Once we’d laid them all out, it was back to the chop saw for the 45-degree cuts. Each piece was hefted to the saw, aligned, clamped to the fence, cut, unclamped, removed, stacked. When working in this way, it’s a dance of sorts. Each sequence repeats, although I’d occasionally forget my next move. Marion was always there with the gentle reminder to get me back in step.
Clamp. Cut. Unclamp. Turn. Clamp. Cut. Stack. Forty-eight braces.
Swing chop saw to opposing 45-degree angle. Repeat above process. Forty-eight braces.
Set blade depth to 2 inches (for the shoulder of the brace). Repeat above process Forty-eight braces.
Rotate saw to opposing 45-degree angle. Repeat above process. Forty-eight braces.
Next step: Use the skill saw to cut multiple kerfs at a depth of 2 inches – the thickness of the brace tenon on each end. Lots of sawdust generation here as the kerf cuts are spaced a quarter to three-eights inches apart, making for about a dozen cuts across the 3 ½ inch-wide tenon.

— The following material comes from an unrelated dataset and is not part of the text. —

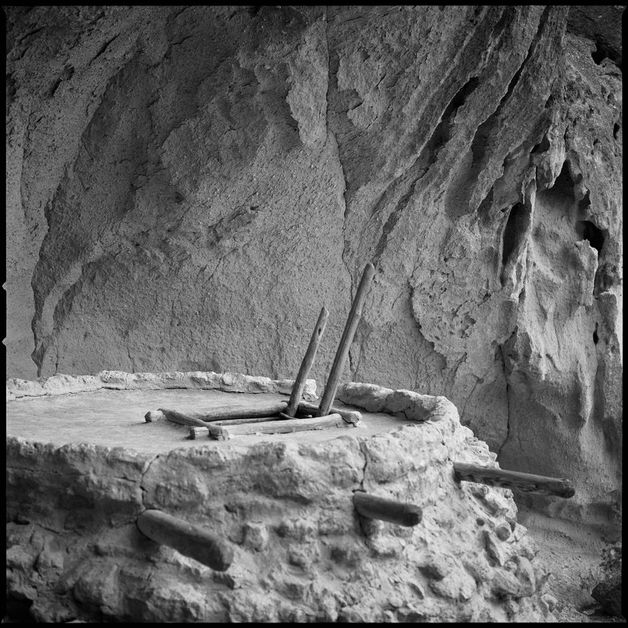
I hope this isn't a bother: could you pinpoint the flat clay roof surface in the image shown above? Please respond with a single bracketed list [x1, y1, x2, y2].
[6, 389, 416, 453]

Marion breaks out the “waste” between kerf cuts and rough chisels to a thickness of slightly more than 2 inches. She then hands each brace to me for the final paring with the slick and plane.
I keep the tenon about 1/32 inch thicker than the required 2 inches to allow for further shrinkage as the wood dries between now and barn raising time. If it’s still a bit thick when we put it all together, I’ll give it a few licks with the block plane for the perfect fit.
Once complete, Marion takes each brace back outside and applies a coat of a waxy end grain sealer. (Timbers release water much more rapidly at their ends and a sealer is necessary to keep the newly cut tenons from drying too quickly and splitting.)
One more lift gets them back on the stickered stacks where they’ll remain covered until barn raising time.
The whole process of building the braces took place over several days. We began with about a foot of snowpack still on the ground. Our footing became soft and mucky as 60 degree weather quickly melted the white stuff away. Mud season is now in full swing (somewhat later than usual this year). With the snow and ice gone from the piles of large timbers we’ll start on roof trusses next.